SECRETARY SHALALA: I think that's part of the point, Mr. President. You've made sure that everyone who is in a federal plan has these rights. Why shouldn't everyone in a private plan have them? And that requires the Congress to act.

Q The patient bill of rights moves the patient to a partner in their health care. And if we're serious about going into the next millennium and using prevention as a model, our patients are going to be our partners. And this bill of rights is like foundation for the patient to stand on to say that we're partners in our health care. We need the information.

The advocate issue is a great one. We need ombudsmen to explain what these health care plans are about. How can you make wise decisions if you don't even understand what your health care plan includes. And the patient bill of rights is instrumental in making sure that you have information, and that empowers are patients, and will empower our providers to work with our patients.

Q Mr. President, we believe that making our patients partners, giving them information, whether it's about health care or about coverage, and helping them make decisions that work best for them is in the best interests of the insurers, the employers who pay for it, the doctors and the nurses, but most importantly our patients.

We appreciate everything you've done to help put this in the center of the field, the highlight. We're looking for bipartisan support, because although the solution may be political, these are apolitical issues. And we look forward to working with you. We thank you very much for coming here and putting these issues on the table for the American public, and look forward to working with you to make sure that before this Congress closes we can say this has been a success for our patients.
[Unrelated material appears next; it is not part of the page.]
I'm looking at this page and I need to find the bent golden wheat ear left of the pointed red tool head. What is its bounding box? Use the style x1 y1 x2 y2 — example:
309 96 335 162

THE PRESIDENT: I want to thank all of you. This has been very helpful to me and to members of our administration and I hope to the press and to the public. So thank you for hosting us. And I want to say a special word of thanks to Mary and to David and to Mick and to Dr. Evjy and to Carol for relating some painful personal experiences.

And I would just leave you with this thought: For me, this is about even more than health care; this is about how people feel about America. I mean, for six years I've worked hard to make this country work again, to give people the sense that they can be really not only proud of America, but they can feel that it is a fair and decent place where everybody has a chance. And that obviously has to apply to decisions of life or death in the health care field, just as much as going to vote, getting a job, living in a safe neighborhood.

These stories are not the kind of stores any American of conscience would ever want to be told in the United States. And it's not the United States we want as we stand on the verge of a new century. I know it's been painful for you, but you've done your country a great service today, and I thank you very much. Thank you.